Vero hanya mengembalikan hal terakhir yang diminta Angel, bahwa dia harus selesai membaca novel itu. Dan Vero menyelipkan komentar di antara lembaran novel itu, kesalahan terbesar dalam novel ini adalah "cinta". "Aku mungkin seorang dokter jiwa, tapi aku orang pertama yang akan menghajar seorang psikopat," Vero ingat ia pernah mengatakan itu pada Angel. Pemerkosa, pembunuh, koruptor, ada lebih banyak psikopat yang beredar di pasaran dengan berbagai merk dan latar belakang. Tidak ada obat untuk orang-orang itu sampai ajal menjemput mereka. Mereka menganggap kejahatan sebagai bagian dari seni, passion, dan hobi. Orang-orang ini yang sebenarnya yang lebih cocok mendapat gelar "Orang Gila".
Vero memperhatikan jam tangan, tiga puluh menit menjelang pernikahannya dengan Amira. Undangan sudah disebar dan mungkin tamu-tamu sudah berdatangan. Vero masih tidak yakin dan tidak akan pernah yakin dengan keputusan yang ia ambil. "Ini bukan pernikahan, hanya perjanjian," pikirnya dengan napas tertahan. Biar begitu, langkahnya tetap terasa berat mengingat Angel yang akan sangat terluka malam ini.
~II~
Di salah satu kamar hotel,
"Apa dia belum datang?" tanya seorang event organizer yang disewa Vero untuk pernikahan mereka.
Amira diam sambil memperhatikan dirinya yang terlihat sangat luar biasa di depan cermin. "Gaun pengantin yang sangat indah,"pikirnya yang justru ingin menangis.
"Bagaimana ini?

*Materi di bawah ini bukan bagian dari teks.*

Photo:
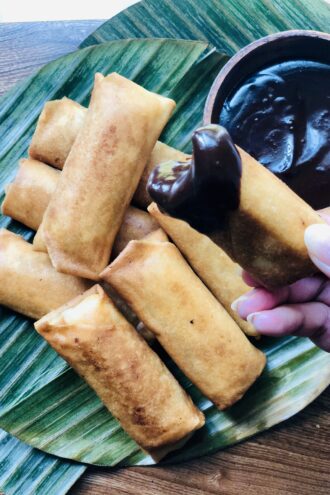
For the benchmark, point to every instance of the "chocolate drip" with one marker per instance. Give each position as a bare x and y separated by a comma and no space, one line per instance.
203,190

Sudah hampir satu jam kita menunggu. Tamu-tamu juga sudah kelihatan gelisah."
Amira berbalik. "Kita tunggu sebentar lagi," katanya yang sebenarnya tidak mengharapkan apa pun. Amira juga tidak peduli apakah Vero akan datang atau tidak. Ia kira ia bisa membayangkan bagaimana perasaan Vero saat ini. Bukan sekali dua kali Amira meminta Vero untuk berpikir lagi, pernikahan ini yang seharusnya tidak terjadi. Akan terlalu mudah bagi laki-laki itu mempermainkan kata sumpah dalam pernikahan. "Saya mau pernikahan yang wajar," kata Amira pada akhirnya. Sebuah pernikahan yang tidak berarti kewajiban bagi Vero untuk melunasi semua utang dan membayar kebutuhan hidup Amira sebagai sebuah bayaran.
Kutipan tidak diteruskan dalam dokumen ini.